Out West Arts: Performance at the end of the world

Opera, music, theater, and art in Los Angeles and beyond

There Will Be Blood

January 26, 2008

Benjamin Walker as Andrew Jackson and cast
Photo: Craig Schwartz/CTG 2008

Following the 2006 Broadway opening of Spring Awakening, numerous rave reviews poured in. (Mine among them.) Some of the more excitable critics even went so far as to pull out the old chestnut about the work changing the face of musical theater. Of course, now in 2008 amidst a season of Young Frankensteins and Little Mermaids this call may seem a little premature. However, if you are looking for the true son of Awakening you wont find it in New York, but in Los Angeles at the Kirk Douglas Theater in the form of a raucous, energetic, and almost brilliant new production, Bloody Bloody Andrew Jackson.

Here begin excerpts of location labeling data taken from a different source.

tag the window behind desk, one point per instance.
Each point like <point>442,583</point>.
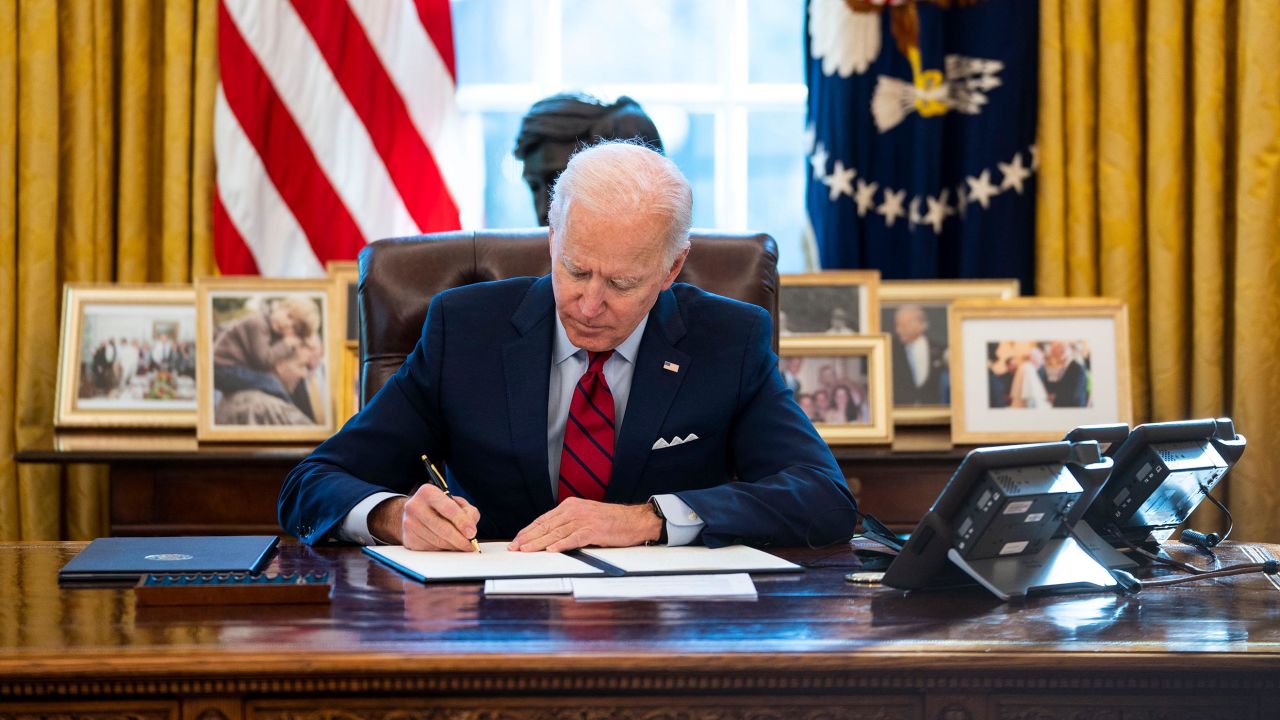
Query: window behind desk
<point>723,81</point>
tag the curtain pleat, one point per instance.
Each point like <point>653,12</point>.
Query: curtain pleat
<point>9,497</point>
<point>1160,185</point>
<point>1255,487</point>
<point>105,176</point>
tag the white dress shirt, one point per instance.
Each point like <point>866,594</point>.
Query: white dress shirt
<point>568,363</point>
<point>918,359</point>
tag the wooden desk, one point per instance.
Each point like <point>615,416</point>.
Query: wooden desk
<point>169,484</point>
<point>813,647</point>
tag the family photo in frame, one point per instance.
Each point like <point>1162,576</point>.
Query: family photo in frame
<point>266,351</point>
<point>127,356</point>
<point>1032,369</point>
<point>914,314</point>
<point>836,302</point>
<point>841,384</point>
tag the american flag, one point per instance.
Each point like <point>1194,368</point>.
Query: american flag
<point>334,126</point>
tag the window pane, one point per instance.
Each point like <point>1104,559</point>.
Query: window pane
<point>507,200</point>
<point>689,140</point>
<point>776,176</point>
<point>776,40</point>
<point>493,40</point>
<point>641,41</point>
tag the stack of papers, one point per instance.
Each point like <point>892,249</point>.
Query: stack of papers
<point>493,561</point>
<point>662,560</point>
<point>735,586</point>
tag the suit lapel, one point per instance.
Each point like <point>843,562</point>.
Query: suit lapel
<point>653,388</point>
<point>526,368</point>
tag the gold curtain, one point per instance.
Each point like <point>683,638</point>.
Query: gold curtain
<point>105,174</point>
<point>1160,185</point>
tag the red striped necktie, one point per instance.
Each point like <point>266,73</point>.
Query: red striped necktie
<point>586,460</point>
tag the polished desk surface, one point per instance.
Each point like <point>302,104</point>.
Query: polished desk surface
<point>380,621</point>
<point>182,446</point>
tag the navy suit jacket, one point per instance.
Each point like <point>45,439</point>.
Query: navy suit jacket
<point>472,395</point>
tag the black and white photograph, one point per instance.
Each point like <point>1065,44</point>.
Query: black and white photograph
<point>918,332</point>
<point>914,314</point>
<point>836,302</point>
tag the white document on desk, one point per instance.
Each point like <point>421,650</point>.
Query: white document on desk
<point>493,561</point>
<point>732,586</point>
<point>663,560</point>
<point>529,586</point>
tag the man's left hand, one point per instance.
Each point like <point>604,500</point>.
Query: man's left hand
<point>579,523</point>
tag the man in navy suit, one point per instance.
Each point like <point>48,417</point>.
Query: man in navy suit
<point>600,405</point>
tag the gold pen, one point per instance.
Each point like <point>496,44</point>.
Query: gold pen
<point>439,482</point>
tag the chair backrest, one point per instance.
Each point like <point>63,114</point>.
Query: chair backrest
<point>398,278</point>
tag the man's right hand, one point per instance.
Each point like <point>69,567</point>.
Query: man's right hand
<point>429,520</point>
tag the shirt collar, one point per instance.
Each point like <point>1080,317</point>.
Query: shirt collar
<point>562,349</point>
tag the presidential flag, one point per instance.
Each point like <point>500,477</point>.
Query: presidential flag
<point>922,136</point>
<point>334,126</point>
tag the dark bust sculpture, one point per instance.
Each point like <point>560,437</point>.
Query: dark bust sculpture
<point>557,126</point>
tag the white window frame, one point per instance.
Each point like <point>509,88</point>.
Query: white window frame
<point>731,99</point>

With a book by Alex Timbers and music and lyrics by Michael Friedman, Jackson picks up where Awakening leaves off. Here a highly talented young cast are at play in the fields of American History. Timbers and Friedman take a very funny but often pointedly serious reconsideration of Andrew Jackson’s legacy by recasting the 7th president as a sort of “emo” rock star who is burnt in the end by the very populism he rides to victory. The hero of earlier battles is later defeated by his own inability to please all of the people all of the time in a fickle and fractured populace. While the “emo” conceit would seem a stretch it works quite well with Jackson’s well-known belief in blood letting, now translated as a preoccupation with cutting. The events of the show roughly follow Jackson’s own life and rise to power often peppering the action with bouts of adolescent angst. There is liberal use of sometimes broad and sophomoric comic bits, but these begin to fade as the material takes a darker and darker tone as Jackson is elected president. All of this cannily recalls current affairs with subtle jabs at the ins and out of populism.

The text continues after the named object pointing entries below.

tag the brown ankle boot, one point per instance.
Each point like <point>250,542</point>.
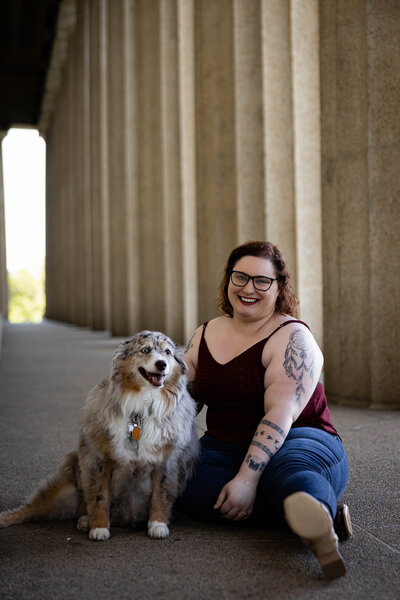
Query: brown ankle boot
<point>311,520</point>
<point>342,522</point>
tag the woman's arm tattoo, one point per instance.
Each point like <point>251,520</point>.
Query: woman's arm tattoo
<point>273,426</point>
<point>189,344</point>
<point>299,360</point>
<point>255,463</point>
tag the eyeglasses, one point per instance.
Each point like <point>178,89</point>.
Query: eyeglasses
<point>260,282</point>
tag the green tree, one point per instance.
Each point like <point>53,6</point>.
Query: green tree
<point>26,302</point>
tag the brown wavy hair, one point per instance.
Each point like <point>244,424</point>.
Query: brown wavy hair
<point>286,303</point>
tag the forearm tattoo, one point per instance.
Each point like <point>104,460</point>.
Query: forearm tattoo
<point>274,426</point>
<point>299,360</point>
<point>189,344</point>
<point>263,448</point>
<point>255,463</point>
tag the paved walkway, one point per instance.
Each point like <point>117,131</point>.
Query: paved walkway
<point>46,371</point>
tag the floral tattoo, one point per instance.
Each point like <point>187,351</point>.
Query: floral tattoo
<point>299,360</point>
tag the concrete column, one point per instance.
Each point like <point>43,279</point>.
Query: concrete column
<point>152,281</point>
<point>250,220</point>
<point>3,260</point>
<point>70,182</point>
<point>170,171</point>
<point>360,147</point>
<point>187,132</point>
<point>215,142</point>
<point>280,224</point>
<point>383,47</point>
<point>118,226</point>
<point>99,166</point>
<point>307,149</point>
<point>135,298</point>
<point>81,199</point>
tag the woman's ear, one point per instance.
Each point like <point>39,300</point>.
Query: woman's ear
<point>179,357</point>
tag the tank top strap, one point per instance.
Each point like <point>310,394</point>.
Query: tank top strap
<point>283,325</point>
<point>270,335</point>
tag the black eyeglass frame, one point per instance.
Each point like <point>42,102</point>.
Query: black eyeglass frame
<point>253,278</point>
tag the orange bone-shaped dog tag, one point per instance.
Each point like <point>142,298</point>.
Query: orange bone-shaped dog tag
<point>136,433</point>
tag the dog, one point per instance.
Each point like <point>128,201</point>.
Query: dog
<point>137,446</point>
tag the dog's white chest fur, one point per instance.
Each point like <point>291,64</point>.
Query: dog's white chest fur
<point>145,412</point>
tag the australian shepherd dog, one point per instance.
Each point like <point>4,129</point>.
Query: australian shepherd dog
<point>137,446</point>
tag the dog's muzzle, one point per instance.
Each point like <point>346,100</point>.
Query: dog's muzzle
<point>156,379</point>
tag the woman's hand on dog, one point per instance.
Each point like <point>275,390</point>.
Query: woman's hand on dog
<point>236,499</point>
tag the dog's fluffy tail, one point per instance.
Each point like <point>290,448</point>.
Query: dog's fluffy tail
<point>57,498</point>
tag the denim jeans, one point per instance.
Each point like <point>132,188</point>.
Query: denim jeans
<point>310,460</point>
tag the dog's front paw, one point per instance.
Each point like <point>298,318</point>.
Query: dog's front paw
<point>99,534</point>
<point>83,523</point>
<point>157,530</point>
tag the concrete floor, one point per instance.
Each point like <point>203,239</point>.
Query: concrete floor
<point>46,371</point>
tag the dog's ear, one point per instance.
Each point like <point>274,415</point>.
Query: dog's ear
<point>179,357</point>
<point>122,352</point>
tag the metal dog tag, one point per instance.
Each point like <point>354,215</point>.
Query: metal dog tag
<point>136,432</point>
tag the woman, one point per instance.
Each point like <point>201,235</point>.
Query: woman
<point>270,448</point>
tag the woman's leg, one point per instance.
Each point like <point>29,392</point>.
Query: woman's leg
<point>311,461</point>
<point>303,482</point>
<point>219,462</point>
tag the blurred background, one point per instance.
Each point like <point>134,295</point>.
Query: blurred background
<point>173,130</point>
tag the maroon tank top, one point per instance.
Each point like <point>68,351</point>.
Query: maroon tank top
<point>234,394</point>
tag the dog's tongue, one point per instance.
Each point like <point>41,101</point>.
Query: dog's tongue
<point>156,379</point>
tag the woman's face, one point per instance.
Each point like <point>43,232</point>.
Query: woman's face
<point>249,302</point>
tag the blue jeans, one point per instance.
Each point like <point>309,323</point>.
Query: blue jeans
<point>310,460</point>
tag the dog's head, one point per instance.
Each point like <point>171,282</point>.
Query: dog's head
<point>149,357</point>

The look of the show and the performances are fantastic. Early 19th century western wear is paired with some modern and anachronistic touches to delineate relationships and plot points. The saloon-like set features a display case with a large stuffed alligator and a huge natural history diorama filling the back of the stage featuring the “Mammals of North America.” The lighting is superb and the cast makes the most of these wonderful surroundings. The energy level here is great and the cast goes very far with what they have. Benjamin Walker’s Jackson and Brian Hostenske’s Martin van Buren are particularly winning amongst a uniformly strong cast that easily dispatches the singing and dancing chores laid out for them.

My only issue is that their work load is a little lighter than it should be. Probably the weakest link here is the music. One thing Jackson doesn’t have are the kind of big hooks Duncan Sheik can write and many of the piece's lyrics seem forced and underdeveloped. At times the songs seem to disappear altogether in overly lengthy scenes, and the creative team has made strange decisions like to do away with an 11 o’clock number all together. The piece does get bogged down at times by the biographical framework it has chosen which goes roughly from Jackson's childhood until he decides, as president, to forcibly remove Native Americans from their land and march them across the continent to Oklahoma.

Still, Jackson deserves to be a hit and probably an ever bigger one down the line with a little more work. It pulls no punches on everything from issues of race and youth culture to some loving swipes at Susan Sontag of all people. (She was apparently the original topic for the musical which was later wisely reconsidered.) The immense energy and wit are frequently overpowering even against relative weaknesses. It runs through February 17th and it is highly recommended.